Brasília, 15 de outubro de 2018 - 13H16

Aprovado ingresso da Venezuela ao Mercosul

29 de outubro de 2009
por: InfoRel

A Comissão de Relações Exteriores e Defesa Nacional do Senado, aprovou nesta quinta-feira, o Protocolo de Adesão da Venezuela ao Mercosul após 4h de discussão.


O parecer do senador Tasso Jereissati (PSDB-CE), contrário ao ingresso venezuelano foi derrubado com 11 votos, contra cinco e uma abstenção.


A proposta ainda precisa passar pelo Plenário. Para entrar em vigor, dependerá também da ratificação pelo Congresso do Paraguai.


Ao rejeitar o parecer de Jereissati, a Comissão aprovou um voto em separado do líder do governo, Romero Jucá (PMDB-RR), por 12 votos.

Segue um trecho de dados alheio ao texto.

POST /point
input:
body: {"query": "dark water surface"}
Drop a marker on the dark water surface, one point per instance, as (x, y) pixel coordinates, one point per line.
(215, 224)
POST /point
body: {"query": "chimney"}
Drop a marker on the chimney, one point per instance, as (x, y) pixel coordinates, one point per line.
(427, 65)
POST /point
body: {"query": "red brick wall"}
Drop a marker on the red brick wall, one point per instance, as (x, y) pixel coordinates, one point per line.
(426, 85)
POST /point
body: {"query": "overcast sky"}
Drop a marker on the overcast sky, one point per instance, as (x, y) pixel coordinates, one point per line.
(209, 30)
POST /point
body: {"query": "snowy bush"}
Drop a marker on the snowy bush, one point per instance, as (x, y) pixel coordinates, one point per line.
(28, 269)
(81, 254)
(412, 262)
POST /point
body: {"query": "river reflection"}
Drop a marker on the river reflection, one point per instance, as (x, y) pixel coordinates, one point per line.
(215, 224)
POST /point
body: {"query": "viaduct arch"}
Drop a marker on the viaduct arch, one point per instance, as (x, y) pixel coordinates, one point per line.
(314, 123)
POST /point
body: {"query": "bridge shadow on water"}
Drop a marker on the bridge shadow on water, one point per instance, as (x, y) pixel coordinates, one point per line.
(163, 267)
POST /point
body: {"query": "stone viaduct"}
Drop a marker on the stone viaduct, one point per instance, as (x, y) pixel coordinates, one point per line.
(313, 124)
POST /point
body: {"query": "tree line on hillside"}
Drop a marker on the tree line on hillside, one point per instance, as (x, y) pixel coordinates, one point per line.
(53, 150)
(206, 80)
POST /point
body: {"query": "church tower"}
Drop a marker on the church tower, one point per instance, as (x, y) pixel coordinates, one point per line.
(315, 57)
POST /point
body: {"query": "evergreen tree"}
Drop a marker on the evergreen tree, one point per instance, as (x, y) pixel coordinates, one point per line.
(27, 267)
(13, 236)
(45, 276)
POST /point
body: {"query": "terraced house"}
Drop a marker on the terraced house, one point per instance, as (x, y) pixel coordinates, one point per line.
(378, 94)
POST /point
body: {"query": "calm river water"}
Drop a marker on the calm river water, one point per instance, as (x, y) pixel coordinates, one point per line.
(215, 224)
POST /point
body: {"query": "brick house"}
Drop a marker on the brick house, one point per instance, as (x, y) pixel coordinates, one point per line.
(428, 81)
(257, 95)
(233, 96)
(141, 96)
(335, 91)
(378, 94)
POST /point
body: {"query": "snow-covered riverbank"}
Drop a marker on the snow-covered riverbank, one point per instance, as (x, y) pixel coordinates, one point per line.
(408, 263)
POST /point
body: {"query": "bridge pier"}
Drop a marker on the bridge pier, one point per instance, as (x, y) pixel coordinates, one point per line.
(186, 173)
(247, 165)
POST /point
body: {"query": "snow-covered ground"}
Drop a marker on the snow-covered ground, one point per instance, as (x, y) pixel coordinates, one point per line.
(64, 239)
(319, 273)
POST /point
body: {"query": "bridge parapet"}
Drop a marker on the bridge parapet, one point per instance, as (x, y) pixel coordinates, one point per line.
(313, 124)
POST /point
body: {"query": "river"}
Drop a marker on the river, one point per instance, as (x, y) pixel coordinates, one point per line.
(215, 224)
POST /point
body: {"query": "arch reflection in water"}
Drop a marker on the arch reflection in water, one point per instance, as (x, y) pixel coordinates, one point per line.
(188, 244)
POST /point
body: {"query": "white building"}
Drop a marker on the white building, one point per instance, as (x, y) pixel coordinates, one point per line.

A oposição voltou a atacar o presidente Hugo Chávez e ainda tentou aprovar um requerimento condicionando o ingresso da Venezuela à visita de um grupo de parlamentares à Caracas.


Para Romero Jucá, "esse é menos um debate sobre questões da política interna da Venezuela do que sobre os interesses estratégicos do Estado brasileiro no tabuleiro internacional".


A Venezuela é o sexto parceiro econômico do Brasil. Entre 2003 e 2008, as exportações do Brasil passaram de US$ 608 milhões para US$ 5,15 bilhões. Cerca de 72% desse volume diz respeito à produtos industrializados.


Além disso, a Venezuela dá preferência ao Brasil em detrimento de antigos parceiros comerciais como Estados Unidos e Colômbia.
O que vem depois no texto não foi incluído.